With the culmination of both the National Collegiate Athletic Association (NCAA) and the University Athletic Association of the Philippines (UAAP) basketball games this December, enthusiasts can now turn their attention to the 44th season of the Philippine Basketball Association (PBA). Before the new campaign gets going, the league will first hold the annual PBA Draft where aspiring Filipinos try their luck in entering the most prestigious professional league in the country.
The PBA Draft was scheduled on December 16, with the Columbian Dyip and the Blackwater Elite poised to pick first and second overall, respectively, out of 12 teams. Current college seniors CJ Perez of the LPU Pirates, Robert Bolick of the SBU Red Lions, and Bong Quinto of the CSJL Knights will surely compete for the top two spots, while the seniors who graduated last year such as Abu Tratter of the DLSU Green Archers, Vince Tolentino of the ADMU Blue Eagles, and J-jay Alejandro of the NU Bulldogs will look to complete the cast for the first round draftees.
Looking closely at what these six players have in common, they have all maximized their collegiate careers and have played a few games in the PBA Developmental-League (PBA D-League) before applying for the PBA Draft. These are two major rules that the league has imposed on the applicants, regardless if the player is a local or a Filipino-Foreigner.
The rules for the local players basically states that if the applicant is 21 years old at the day of the draft, has played seven games in the PBA D-League, and stands at least 5’6, then he is eligible for the draft. These three rules are easy to understand, but I believe the added guidelines concerning the age of the local applicants is puzzling; it seems redundant and contradicting. It simply says that the applicant must finish college first regardless of your age, but it also declares that an applicant is eligible if he is four years removed from his high school graduation.

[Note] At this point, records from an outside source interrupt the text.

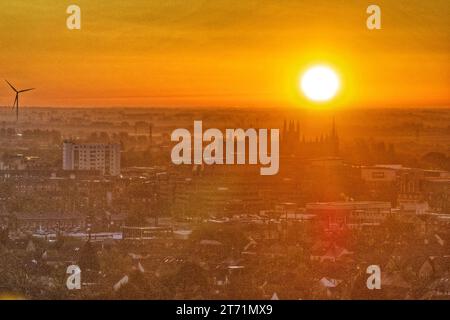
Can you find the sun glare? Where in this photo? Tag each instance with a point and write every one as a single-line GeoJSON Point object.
{"type": "Point", "coordinates": [319, 83]}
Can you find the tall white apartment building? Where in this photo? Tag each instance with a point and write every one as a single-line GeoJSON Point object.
{"type": "Point", "coordinates": [104, 157]}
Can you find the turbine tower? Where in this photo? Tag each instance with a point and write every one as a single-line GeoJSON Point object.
{"type": "Point", "coordinates": [16, 100]}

On the other hand, the rules for the Filipino-Foreigners are much stricter as the league requires them to provide documents to prove that they are Filipino citizens and must play in the two conferences of the PBA D-League. It also requires them to play professional basketball outside the said league before applying for the draft. The guidelines for the Filipino-Foreigners is complicated as they have to go through a lot before becoming eligible for the PBA Draft.
I suppose that abolishing these current rules and waving off the two separate guidelines for the locals and Filipino-Foreigners would be better as it would avoid confusion for both the fans and applicants.

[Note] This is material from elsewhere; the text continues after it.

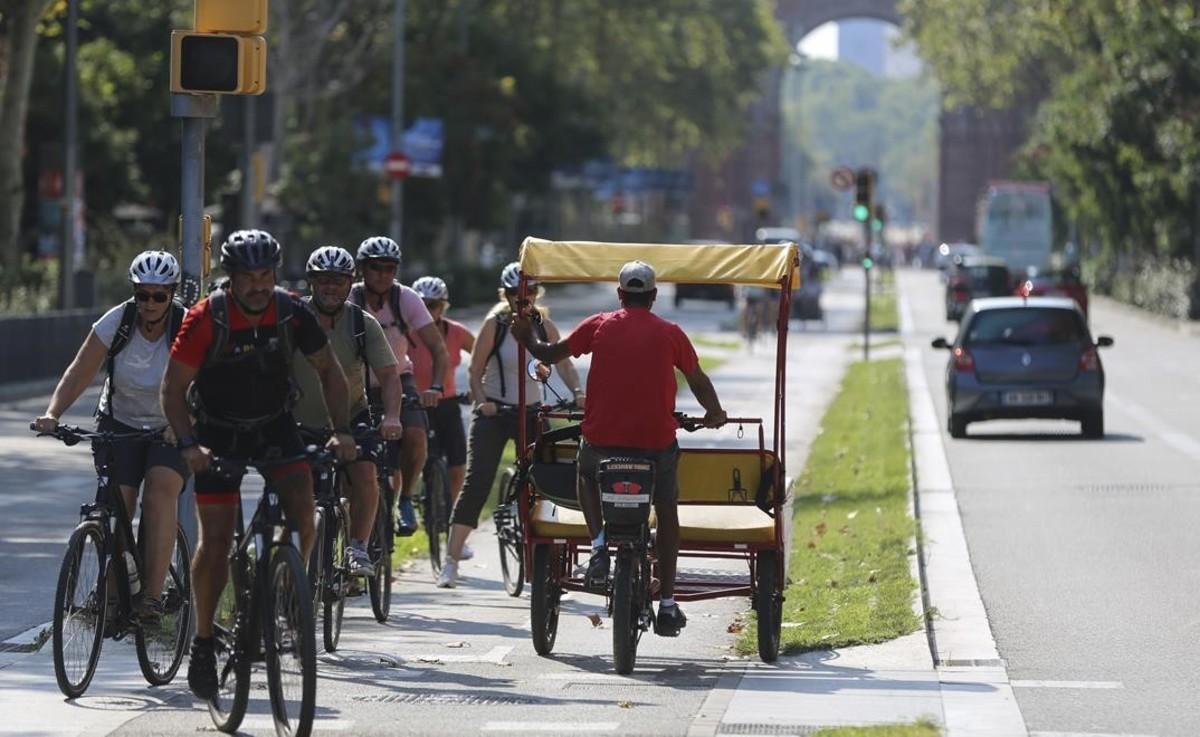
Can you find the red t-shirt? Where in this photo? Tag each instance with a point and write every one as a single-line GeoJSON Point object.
{"type": "Point", "coordinates": [631, 384]}
{"type": "Point", "coordinates": [456, 337]}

If I can, I would propose two new rules instead. First, the applicant must at least be a high school graduate, and second, should be at least 19 years old. This would somehow mirror the simple draft rules of the National Basketball Association (NBA) and would give the players the freedom in choosing the path that they want to take. They should be able to decide for themselves if they want to take the jump to the professional league right after high school, or if they want to at least spend a year in the collegiate scene, or to complete their studies first. Of course, for every issue, there will always be pros and cons.
First, let’s talk about the advantages of applying for the PBA Draft at an early age. Athletes won’t have to go through college and spend four years trying to balance their time on studies and basketball. Giving this option to athletes will allow them to solely focus on the sport without meeting a certain grade minimum.

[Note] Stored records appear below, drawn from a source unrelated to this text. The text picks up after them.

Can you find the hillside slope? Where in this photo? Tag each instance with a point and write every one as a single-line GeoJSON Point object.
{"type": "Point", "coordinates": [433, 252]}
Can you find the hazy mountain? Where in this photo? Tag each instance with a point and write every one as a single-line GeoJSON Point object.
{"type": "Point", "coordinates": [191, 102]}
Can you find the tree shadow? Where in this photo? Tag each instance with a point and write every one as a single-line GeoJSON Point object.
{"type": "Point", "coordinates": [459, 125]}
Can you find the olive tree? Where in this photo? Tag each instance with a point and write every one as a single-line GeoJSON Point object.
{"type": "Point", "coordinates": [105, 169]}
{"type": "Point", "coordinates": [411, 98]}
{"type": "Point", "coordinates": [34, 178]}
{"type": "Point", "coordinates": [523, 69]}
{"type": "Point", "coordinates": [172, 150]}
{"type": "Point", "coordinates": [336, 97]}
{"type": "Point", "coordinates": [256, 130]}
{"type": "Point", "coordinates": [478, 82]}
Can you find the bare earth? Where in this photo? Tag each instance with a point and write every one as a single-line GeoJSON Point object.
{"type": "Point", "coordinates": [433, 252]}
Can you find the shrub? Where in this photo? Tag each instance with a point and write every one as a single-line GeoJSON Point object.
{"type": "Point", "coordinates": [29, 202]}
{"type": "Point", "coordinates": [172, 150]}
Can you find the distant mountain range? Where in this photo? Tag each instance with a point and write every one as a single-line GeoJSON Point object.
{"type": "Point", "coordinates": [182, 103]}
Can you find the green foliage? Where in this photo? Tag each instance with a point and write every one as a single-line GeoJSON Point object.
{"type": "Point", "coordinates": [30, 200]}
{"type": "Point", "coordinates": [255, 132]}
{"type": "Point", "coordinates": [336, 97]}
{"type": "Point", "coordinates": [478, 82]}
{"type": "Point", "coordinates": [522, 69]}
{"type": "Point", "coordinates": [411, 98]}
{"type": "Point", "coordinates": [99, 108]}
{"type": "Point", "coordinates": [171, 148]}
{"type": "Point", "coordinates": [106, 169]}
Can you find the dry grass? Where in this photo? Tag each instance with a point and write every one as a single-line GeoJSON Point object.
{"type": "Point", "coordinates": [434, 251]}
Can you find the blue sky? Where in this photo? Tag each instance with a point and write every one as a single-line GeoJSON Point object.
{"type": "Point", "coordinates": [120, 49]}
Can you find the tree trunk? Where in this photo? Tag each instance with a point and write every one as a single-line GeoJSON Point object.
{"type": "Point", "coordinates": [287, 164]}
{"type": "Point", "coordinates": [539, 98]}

Staying in the collegiate scene for at least four years might also wear them out quickly and possibly lessen the time they have playing professionally. The minutes played and injuries sustained in the amateur level will definitely take a toll in their body and may force them to retire early. If a prospect is already playing at a high level even before finishing college, it will be better for him to apply early as his draft stock is at peak level.
Additionally, being in the professional league will give a player plenty of exposure and playing opportunities. Training alongside battle-tested PBA veterans and absorbing every advice from the coaching staff in team practices will absolutely help them in their growth as a player. In terms of playing opportunities, the PBA has three conferences in one season, with one conference almost equivalent to one collegiate season.
The other benefit that I will tackle is the most obvious and most important for some. Players who will forego playing collegiate basketball would have the opportunity to start making a living right away as they would receive monthly payment from the team who drafted them while doing something they love.
In stark contrast, those who will opt to play professionally without finishing their studies might find it hard to look for career alternatives after their playing career. Most employers today hire people with a college degree and it would be difficult to land a job with only a high school diploma. Yes, a retired player can still be part of a basketball team and earn money by being a coach, scout, or be in the management spectrum. But what if these opportunities never come by? It is always good to have a contingency plan just in case anything happens unexpectedly.
Further, players who want to make the leap to the professional level as soon as possible may want to gauge the interest of the PBA teams first. A few teams might hesitate in using their valuable draft pick to select raw and relatively inexperienced players. The readiness of the young players, both mentally and physically, will definitely have a factor in the draft process.
In the end, I think that the PBA should slowly make their draft eligibility more flexible in the future and be open to athletes who want to make the early leap to the professional league. This would greatly benefit those individuals who see basketball as a profession because it allows them to reach their dream as soon as possible.
The risk in forgoing college education is high, but the reward would be significantly high as well. These athletes would immediately earn money while doing what they love and would get the best training and competition available.
I believe that there is nothing wrong in choosing basketball as a career, but if everything goes down badly, it is never wrong to consider going back to school again and attain a degree.